Michael Norman, a condensed matter physicist working in the materials science department of Argonne National Laboratory, US, told Science that his initial reaction to the reports were that the scientists ‘look like real amateurs’ given how they presented their findings. Speaking to Chemistry World he says that ‘there have obviously been some reports through the years of what are sometimes referred to as USOs, unidentified superconducting objects’. ‘When I look at the data it seems to me that there could be a possibility of copper filaments or inclusions being interspersed inside an insulating diamagnetic matrix, it could fool you into thinking you have superconductivity when you don’t,’ he adds.

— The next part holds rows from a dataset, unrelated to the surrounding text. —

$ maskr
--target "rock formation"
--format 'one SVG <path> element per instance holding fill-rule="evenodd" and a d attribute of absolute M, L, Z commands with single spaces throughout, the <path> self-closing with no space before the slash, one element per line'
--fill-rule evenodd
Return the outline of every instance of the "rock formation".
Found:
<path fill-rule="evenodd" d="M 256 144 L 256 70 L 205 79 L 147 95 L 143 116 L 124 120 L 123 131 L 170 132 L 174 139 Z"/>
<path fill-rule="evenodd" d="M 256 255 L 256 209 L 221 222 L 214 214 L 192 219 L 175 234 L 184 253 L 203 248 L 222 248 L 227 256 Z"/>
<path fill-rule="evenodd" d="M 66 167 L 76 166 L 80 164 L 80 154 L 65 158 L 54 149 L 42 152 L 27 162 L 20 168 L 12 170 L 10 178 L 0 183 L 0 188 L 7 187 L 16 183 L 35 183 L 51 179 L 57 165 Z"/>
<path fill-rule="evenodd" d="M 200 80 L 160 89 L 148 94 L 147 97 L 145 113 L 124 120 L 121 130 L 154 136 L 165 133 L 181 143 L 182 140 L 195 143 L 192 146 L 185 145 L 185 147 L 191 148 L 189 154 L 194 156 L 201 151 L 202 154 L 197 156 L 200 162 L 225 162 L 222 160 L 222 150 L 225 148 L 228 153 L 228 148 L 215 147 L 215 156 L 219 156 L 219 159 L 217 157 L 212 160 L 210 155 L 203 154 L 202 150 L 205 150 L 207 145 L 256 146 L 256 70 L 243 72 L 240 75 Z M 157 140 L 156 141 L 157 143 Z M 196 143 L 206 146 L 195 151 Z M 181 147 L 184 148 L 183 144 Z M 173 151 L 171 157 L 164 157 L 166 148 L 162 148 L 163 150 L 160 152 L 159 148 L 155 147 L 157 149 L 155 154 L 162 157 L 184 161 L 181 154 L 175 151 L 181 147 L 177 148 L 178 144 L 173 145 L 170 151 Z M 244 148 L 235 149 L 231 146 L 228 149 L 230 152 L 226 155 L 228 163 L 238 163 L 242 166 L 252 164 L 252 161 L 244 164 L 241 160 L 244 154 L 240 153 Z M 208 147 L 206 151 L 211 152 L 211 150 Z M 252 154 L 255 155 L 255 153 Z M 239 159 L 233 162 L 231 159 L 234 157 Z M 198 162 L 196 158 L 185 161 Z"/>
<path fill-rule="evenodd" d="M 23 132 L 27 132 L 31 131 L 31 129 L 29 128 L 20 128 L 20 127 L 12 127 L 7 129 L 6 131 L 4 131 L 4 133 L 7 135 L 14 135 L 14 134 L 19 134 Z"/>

Other materials scientists are excited by the apparent democratisation of the process to recreate LK-99. Taylor Sparks is an expert in materials science and engineering from the University of Utah, and he points out that previous peer-reviewed papers making superconductivity claims have been retracted from journals including Nature. He says posting on the preprint server arXiv has become the ‘de-facto way we share research, at least in the field of condensed matter physics’. As the synthesis is fairly simple he doesn’t see any reason why an amateur or hobbyist couldn’t replicate the findings. ‘Atoms are atoms, just because you’re in a national laboratory doesn’t mean that they’re going to behave differently for you. This isn’t an unobtainable compound for a hobbyist to make, humans have been mixing and firing things for thousands of years.’ He goes on to say that while the synthesis is simple, they may have trouble ‘quantifying the structure and determining it for sure, but that can be said for the original paper, which didn’t confirm the structure all that accurately.’
A team at Argonne National Laboratory are currently testing their own sample of the LK-99 compound and hope to report their results soon.